Robertet joined with Parsons for a class called "Synesthesia as Methodology," during which they gave students unmarked vials of fragrance. Students were charged with creating "lookbooks" over the holiday season with memories or inspiration from the the scent, according to Ryan Weafer, who teaches the class.
Robertet provides “fragrances they’ve already been developing, or sometimes composed of different notes or one note… get handed these little fragrance flasks with the number and they do not know what the ingredients are,” said Joffrey Moolhuizen, assistant professor of fashion design at Parsons.
“It was really forcing the designers to think about other senses and using smell…without actually knowing what the perfume was,” said Shelley Fox, Donna Karan professor of fashion and director, MFA Fashion Design & Society.
Those documents were used as part of the inspiration for the final fashion looks shown Friday, during New York Fashion Week.
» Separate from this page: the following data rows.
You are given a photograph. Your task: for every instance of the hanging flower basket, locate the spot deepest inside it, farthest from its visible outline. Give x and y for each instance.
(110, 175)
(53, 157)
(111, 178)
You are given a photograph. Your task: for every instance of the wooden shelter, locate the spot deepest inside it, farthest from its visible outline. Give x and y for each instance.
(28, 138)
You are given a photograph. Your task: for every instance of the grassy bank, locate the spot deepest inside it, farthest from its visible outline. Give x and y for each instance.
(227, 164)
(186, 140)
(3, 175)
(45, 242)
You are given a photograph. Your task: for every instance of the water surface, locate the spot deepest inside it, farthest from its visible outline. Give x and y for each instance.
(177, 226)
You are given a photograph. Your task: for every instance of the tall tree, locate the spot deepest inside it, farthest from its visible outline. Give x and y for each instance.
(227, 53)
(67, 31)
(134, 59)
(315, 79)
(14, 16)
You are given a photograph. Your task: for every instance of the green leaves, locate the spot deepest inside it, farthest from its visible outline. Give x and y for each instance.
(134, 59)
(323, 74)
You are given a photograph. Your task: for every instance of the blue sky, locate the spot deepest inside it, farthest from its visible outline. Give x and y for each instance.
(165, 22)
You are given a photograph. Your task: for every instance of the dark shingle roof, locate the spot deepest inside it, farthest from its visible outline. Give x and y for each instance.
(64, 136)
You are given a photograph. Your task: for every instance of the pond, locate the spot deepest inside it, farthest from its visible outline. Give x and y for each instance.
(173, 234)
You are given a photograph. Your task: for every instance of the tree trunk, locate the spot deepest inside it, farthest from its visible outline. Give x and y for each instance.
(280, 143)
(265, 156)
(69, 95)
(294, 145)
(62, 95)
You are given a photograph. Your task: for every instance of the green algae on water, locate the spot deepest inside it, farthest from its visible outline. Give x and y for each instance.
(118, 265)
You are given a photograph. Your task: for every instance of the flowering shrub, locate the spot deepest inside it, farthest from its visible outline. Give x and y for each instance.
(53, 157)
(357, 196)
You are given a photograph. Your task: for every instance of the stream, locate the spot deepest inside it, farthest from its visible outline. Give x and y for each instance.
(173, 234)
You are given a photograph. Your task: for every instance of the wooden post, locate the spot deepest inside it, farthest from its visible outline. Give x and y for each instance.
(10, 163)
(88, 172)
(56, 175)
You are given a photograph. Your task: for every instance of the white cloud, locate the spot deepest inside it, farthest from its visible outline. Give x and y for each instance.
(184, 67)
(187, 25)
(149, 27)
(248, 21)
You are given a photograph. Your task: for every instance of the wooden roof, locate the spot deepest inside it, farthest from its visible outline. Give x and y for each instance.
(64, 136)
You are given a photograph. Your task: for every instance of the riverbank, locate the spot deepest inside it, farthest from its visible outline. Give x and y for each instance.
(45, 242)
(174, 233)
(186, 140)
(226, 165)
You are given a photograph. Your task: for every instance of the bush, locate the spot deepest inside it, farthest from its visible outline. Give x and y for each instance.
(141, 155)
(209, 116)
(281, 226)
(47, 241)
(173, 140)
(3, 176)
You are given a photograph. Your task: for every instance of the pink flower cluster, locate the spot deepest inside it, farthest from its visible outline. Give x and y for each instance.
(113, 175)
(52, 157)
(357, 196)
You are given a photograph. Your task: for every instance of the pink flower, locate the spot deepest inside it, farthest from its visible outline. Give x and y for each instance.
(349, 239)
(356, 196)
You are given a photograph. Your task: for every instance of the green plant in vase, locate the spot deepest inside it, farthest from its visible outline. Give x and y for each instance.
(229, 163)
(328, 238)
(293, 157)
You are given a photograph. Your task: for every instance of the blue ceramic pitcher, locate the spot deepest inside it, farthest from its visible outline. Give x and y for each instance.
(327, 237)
A wide variety of looks walked the runway, from reinterpreted uniforms to a walking, veiled American Express credit card.
For Robertet, the program allows it to access young designers — who may wind up with a fragrance as part of their overall fashion businesses one day — much earlier.
“They were trying to get a sense from designers coming into the process of understanding fragrance design a little earlier,” said Fox, noting that even designers with their own brand may not necessarily have a sense of how to design fragrance branding.
The process comes full circle for Robertet, which also draws inspiration from the final runway looks, according to Christophe Maubert, president of Robertet's fragrance division.